On Thu, 14 Jan 1999, Ben Hyde wrote:

> TerminateThread is this operation on NT.  The manual does warn that it
> is a dangerous (duh).  It reports you have to do the cleanups your self.
> including those for code you didn't write (i.e. DLLs including kernal32).

i.e. not worth considering :)

> >If you look at how we currently use timeouts, we use them to get back from
> >network/pipe reads and writes.  That's pretty easy to implement via select
> >under unix (and I know it can be done under NT, I just don't know the
> >mechanism -- NSPR implements it).  The NSPR port adds a timeout parameter
> >to BUFF, and all reads or writes on that BUFF respect the timeout.
> Yes all I/O operations should time out.  Presumably when BUFF get that
> a timeout it marks the BUFF as dead in some sense?

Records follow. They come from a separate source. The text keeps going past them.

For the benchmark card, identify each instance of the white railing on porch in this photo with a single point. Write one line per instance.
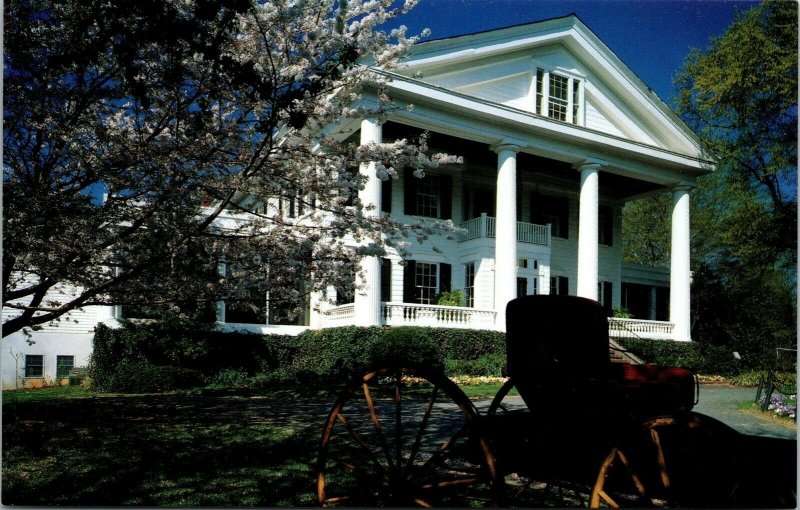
(635, 328)
(411, 314)
(484, 226)
(341, 315)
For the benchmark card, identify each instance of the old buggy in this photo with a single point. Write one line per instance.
(590, 433)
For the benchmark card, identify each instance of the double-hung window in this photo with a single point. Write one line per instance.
(64, 365)
(429, 197)
(426, 282)
(34, 365)
(558, 96)
(469, 284)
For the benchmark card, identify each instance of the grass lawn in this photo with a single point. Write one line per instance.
(67, 446)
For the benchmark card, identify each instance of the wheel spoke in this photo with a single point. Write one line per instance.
(446, 446)
(361, 443)
(421, 431)
(377, 422)
(662, 463)
(424, 456)
(398, 417)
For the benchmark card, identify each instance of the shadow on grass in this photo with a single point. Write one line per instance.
(162, 450)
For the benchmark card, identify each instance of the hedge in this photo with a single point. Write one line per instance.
(333, 354)
(697, 357)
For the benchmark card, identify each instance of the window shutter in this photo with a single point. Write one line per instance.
(386, 195)
(409, 274)
(563, 286)
(445, 274)
(386, 280)
(607, 297)
(446, 190)
(563, 213)
(409, 192)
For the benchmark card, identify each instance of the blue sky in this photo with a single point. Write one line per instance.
(652, 37)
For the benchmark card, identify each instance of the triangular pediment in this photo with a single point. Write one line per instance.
(500, 67)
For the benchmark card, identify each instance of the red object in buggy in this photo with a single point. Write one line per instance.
(558, 357)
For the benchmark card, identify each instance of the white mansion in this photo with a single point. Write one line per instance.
(557, 134)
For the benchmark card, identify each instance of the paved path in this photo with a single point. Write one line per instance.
(718, 401)
(722, 402)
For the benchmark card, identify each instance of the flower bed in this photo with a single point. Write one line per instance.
(782, 405)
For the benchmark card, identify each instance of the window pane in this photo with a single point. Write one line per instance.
(559, 97)
(522, 287)
(64, 365)
(426, 283)
(469, 284)
(539, 91)
(429, 197)
(34, 365)
(575, 100)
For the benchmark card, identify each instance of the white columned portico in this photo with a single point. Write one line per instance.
(587, 230)
(367, 304)
(680, 274)
(505, 258)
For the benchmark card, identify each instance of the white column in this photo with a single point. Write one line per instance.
(505, 258)
(367, 305)
(680, 275)
(652, 310)
(587, 230)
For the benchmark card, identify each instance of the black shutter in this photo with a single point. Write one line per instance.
(607, 224)
(446, 198)
(563, 286)
(386, 195)
(607, 297)
(409, 192)
(445, 273)
(386, 280)
(409, 275)
(563, 214)
(536, 209)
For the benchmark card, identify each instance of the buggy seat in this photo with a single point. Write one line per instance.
(558, 358)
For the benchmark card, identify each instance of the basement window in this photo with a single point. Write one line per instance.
(558, 96)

It calls the previously unused error handler for the BUFF, which gives the
user a chance to do something special.  I forget exactly what I did. 

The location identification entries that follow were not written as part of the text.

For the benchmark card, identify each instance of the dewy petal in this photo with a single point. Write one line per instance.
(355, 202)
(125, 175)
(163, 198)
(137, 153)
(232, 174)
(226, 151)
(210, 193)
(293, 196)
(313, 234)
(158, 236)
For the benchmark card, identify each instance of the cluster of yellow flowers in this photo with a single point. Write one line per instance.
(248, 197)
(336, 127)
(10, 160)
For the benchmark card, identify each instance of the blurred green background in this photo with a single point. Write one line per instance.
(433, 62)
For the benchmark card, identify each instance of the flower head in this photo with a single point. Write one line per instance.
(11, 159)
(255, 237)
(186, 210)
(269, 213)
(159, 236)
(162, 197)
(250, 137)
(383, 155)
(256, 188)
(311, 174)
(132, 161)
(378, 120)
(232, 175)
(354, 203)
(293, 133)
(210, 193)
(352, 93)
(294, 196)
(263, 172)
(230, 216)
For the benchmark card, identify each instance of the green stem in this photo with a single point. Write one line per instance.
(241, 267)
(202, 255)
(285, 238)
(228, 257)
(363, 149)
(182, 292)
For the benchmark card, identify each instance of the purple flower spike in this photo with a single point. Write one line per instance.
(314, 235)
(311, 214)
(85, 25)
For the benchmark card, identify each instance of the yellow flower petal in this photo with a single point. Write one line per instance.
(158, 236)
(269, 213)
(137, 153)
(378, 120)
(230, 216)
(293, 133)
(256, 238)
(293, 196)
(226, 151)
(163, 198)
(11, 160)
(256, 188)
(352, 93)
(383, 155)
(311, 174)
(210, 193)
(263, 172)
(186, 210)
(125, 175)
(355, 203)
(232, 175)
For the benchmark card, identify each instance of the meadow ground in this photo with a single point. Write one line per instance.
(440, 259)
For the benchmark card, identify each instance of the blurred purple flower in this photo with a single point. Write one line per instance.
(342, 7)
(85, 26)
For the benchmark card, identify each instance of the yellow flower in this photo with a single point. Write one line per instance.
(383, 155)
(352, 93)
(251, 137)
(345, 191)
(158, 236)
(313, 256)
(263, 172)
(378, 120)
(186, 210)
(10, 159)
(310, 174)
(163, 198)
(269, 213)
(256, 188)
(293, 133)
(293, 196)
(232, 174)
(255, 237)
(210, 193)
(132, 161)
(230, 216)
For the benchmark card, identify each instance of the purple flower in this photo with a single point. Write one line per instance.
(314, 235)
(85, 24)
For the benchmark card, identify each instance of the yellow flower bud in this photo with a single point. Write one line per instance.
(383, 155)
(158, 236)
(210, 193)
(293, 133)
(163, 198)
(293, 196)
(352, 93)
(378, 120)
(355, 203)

> The timeout I'm concerned about is the one were a module callback goes 
> out to lunch because they will.  The lack of designing for this case
> in NT programs seems to me to explain a lot about why they are forever
> going out to lunches from which they never to return.

Yeah but there's no portable solution to this problem that I'm aware of. 

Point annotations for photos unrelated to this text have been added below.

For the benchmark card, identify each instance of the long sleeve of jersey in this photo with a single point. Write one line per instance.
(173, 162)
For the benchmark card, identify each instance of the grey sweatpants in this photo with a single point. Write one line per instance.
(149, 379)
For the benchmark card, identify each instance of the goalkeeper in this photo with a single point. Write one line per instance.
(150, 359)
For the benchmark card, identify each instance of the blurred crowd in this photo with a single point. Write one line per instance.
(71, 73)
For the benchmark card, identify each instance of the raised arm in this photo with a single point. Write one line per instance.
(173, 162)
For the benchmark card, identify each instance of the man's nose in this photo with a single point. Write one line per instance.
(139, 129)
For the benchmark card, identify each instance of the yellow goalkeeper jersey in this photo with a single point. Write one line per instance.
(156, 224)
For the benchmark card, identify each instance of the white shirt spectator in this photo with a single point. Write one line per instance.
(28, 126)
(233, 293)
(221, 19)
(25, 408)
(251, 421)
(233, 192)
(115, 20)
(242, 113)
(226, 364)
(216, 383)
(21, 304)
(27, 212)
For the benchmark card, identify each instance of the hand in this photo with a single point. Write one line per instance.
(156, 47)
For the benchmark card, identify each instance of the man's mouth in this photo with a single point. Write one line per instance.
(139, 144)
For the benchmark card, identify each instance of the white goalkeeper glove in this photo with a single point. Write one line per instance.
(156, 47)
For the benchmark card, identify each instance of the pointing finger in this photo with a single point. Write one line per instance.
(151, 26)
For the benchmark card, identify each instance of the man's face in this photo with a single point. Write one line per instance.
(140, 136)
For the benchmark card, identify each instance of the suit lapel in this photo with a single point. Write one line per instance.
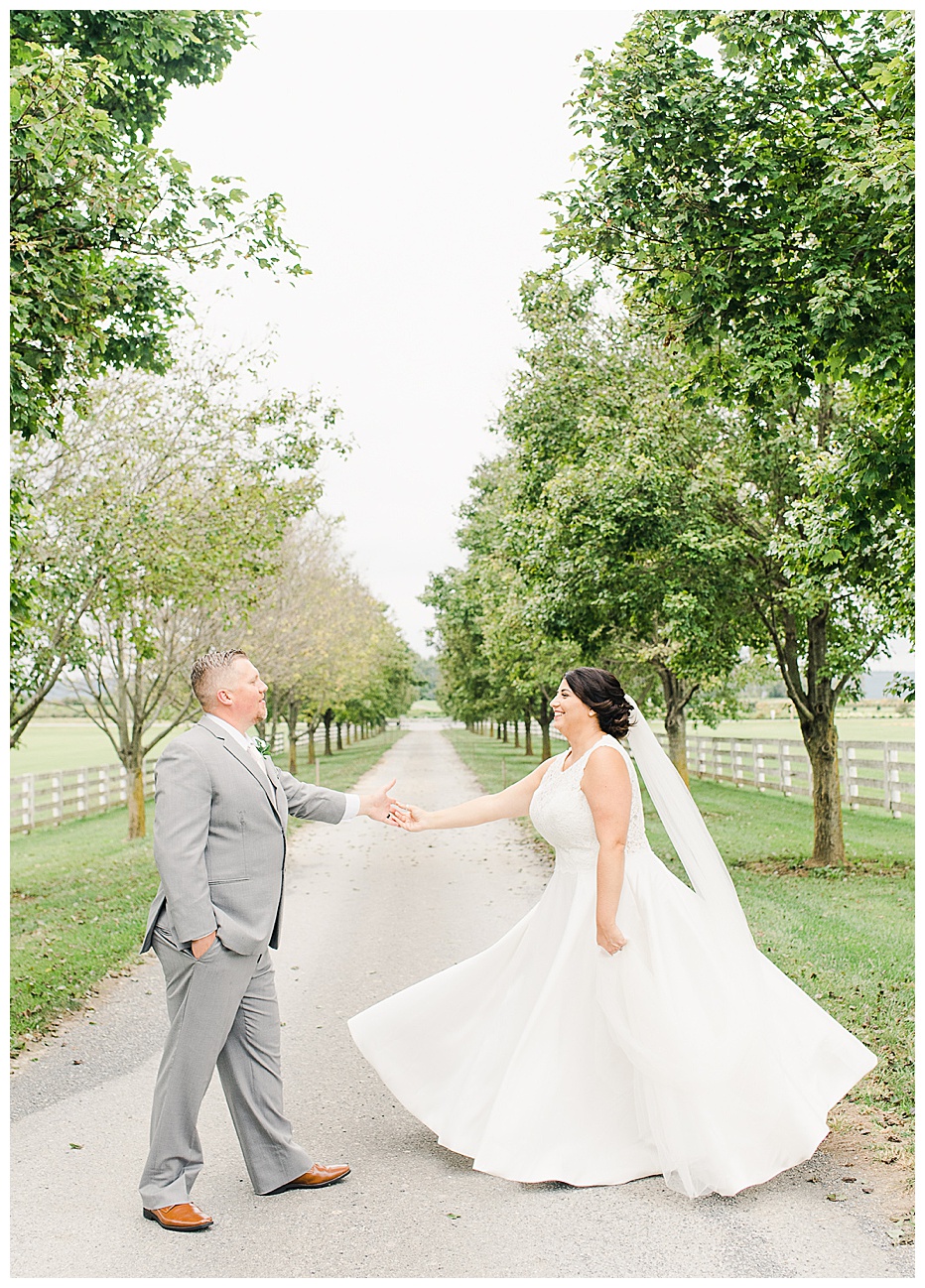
(269, 785)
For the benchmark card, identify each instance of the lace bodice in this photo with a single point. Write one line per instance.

Even on unix in single threaded apache we can't solve this problem.  We
can't take a SIGALRM in third-party code, because it's frequently not
ready to see EINTR or anything else like that.  It's certainly not ready
for a longjmp().  Even though we do this, we just get lucky because we
only lose one process when it messes up.

If a site has such a braindead module then they can build their apache
without threads (unless they happen to be so unfortunate as to be using
NT).  I've always been advocating that we continue to support the
multiprocess model. 

> I'm shopping for a consensus that we do or don't EVER destroy threads,
> either outcome leads to consequences.

We don't, we can't do it if we want to remain portable. 

I'd like to be corrected if I'm wrong though.